Here are some tongue-in-cheek—tongue-in-cheek!!!—mascot nicknames and halftime extravaganzas that just might capture the imagination of the Illinois fan base:

• The Fighting Clubbed Baby Seals.

Watch some alumni take the cute sea mammals "out to the woodshed."

• The Fighting Wheat Thresher Accident Victims.

To music, a one-armed farmer re-creates, through pantomime, the day it all went terribly wrong.

• The Fighting Lost Boys of Sudan.

They've made their way through hunger and deprivation from Africa to the United States; now watch these orphaned refugees take a few soft-shoe steps for an appreciative audience.

• The Fighting Hollywood Agents.

They do lunch at half court, then they argue, very loudly, over who pays for what.

• The Fighting Tim Hardaways.

What happens when a man in drag wanders into an NBA locker room? You won't believe it. Or maybe you will.

• The Fighting Dumb Blonds.

They're supposed to be mud-wrestling, but they can't stop staring at a carton of orange juice that says "Concentrate." A borrowed joke sure to get the crowd going.

• The Fighting Lepers.

You've seen 'em on "Ben-Hur," now watch 'em get shunned in person. Lend 'em an ear—or a nose.

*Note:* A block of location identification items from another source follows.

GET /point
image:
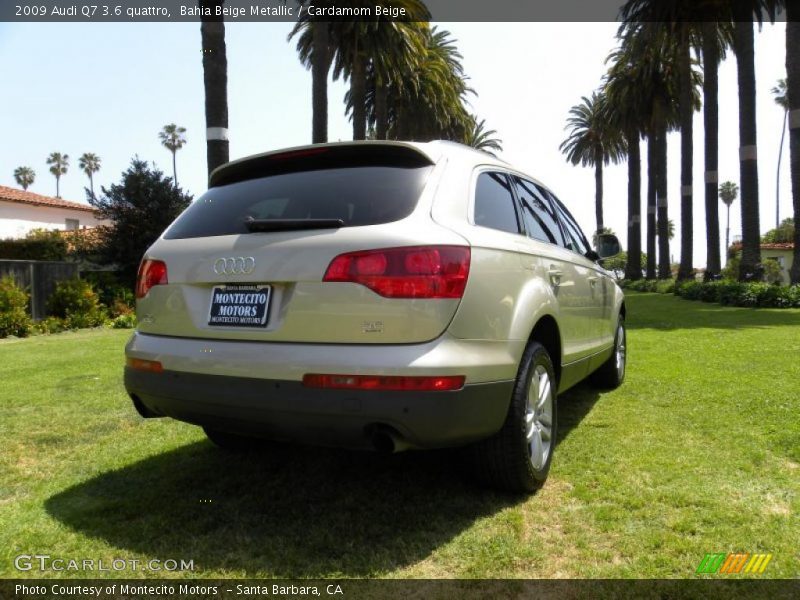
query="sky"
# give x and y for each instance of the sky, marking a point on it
(109, 88)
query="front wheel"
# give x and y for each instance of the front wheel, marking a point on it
(518, 457)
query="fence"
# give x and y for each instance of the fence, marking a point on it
(39, 279)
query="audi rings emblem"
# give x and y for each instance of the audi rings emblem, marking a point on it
(235, 265)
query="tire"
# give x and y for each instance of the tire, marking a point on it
(517, 458)
(611, 373)
(231, 442)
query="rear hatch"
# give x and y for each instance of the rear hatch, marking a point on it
(246, 261)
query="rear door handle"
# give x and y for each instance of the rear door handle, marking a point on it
(555, 275)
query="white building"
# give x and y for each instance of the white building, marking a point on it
(22, 211)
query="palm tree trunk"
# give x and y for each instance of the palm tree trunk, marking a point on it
(686, 270)
(662, 208)
(750, 267)
(778, 172)
(358, 93)
(633, 268)
(793, 90)
(651, 205)
(711, 126)
(215, 80)
(320, 65)
(381, 112)
(728, 230)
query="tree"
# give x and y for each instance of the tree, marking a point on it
(628, 113)
(593, 141)
(782, 100)
(744, 11)
(727, 193)
(782, 234)
(376, 54)
(25, 177)
(676, 19)
(429, 102)
(89, 163)
(139, 209)
(59, 163)
(315, 53)
(215, 83)
(173, 138)
(481, 138)
(793, 92)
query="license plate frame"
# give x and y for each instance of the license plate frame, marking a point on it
(228, 306)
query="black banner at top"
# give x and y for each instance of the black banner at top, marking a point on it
(233, 11)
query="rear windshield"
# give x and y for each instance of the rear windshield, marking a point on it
(362, 195)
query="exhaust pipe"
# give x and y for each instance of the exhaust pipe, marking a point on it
(388, 442)
(143, 411)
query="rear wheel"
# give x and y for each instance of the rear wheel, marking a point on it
(518, 457)
(612, 372)
(232, 442)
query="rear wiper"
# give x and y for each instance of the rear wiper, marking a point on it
(291, 224)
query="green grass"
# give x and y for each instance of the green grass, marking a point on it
(698, 452)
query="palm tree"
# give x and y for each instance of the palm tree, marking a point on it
(481, 138)
(173, 139)
(592, 141)
(315, 52)
(59, 163)
(629, 113)
(793, 92)
(384, 50)
(727, 193)
(782, 100)
(215, 82)
(89, 163)
(675, 18)
(429, 102)
(25, 176)
(744, 11)
(716, 37)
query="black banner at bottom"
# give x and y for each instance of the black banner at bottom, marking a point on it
(230, 589)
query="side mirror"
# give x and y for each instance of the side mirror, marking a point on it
(608, 245)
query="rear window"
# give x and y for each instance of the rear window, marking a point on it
(359, 195)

They need it!

• The Fighting Obsessive-Compulsives.

No matter what happens after these entertainers stop sweating the details, one thing is sure: The basketball court will be as meticulously clean as an operating room.

• The Fighting Border Patrol Agents.

Sick and tired of illegal aliens taking all those minimum-wage jobs that you really, really wanted? Here's a chance to watch crack government authorities skillfully round up some undocumented workers.

• The Fighting Inquisition.

Catholics "take it to the rack" as they root out heretics from among the ticket-holders. Perfect for the basketball season.

• The Fighting 'Roid Rage Tumblers.

They flip, they fly, they somersault. And then these puffed-up, acne-ridden behemoths commence to beating on each other.

• The Fighting White Supremacists.

The lights dim, and in an eerie procession, these strong-willed, one-issue, hooded strangers come out and do a number from "A Chorus Line."

• The Fighting Irish.

They drink, they fight, they re-enact the Potato Famine. Oh, wait. This might have been done already.

• The Fighting Descendants of Thomas Jefferson.

The reputed relatives of one of the founding fathers of our country and his slave, Sally Hemings, accuse each other of being house slaves. Watch the furniture start flying!

• The Fighting Hemophiliacs.

During a halftime contest they try to beat the clock while running with scissors.

• The Fighting Firewater-Guzzling Injuns.

Oh, wait. This definitely has been done.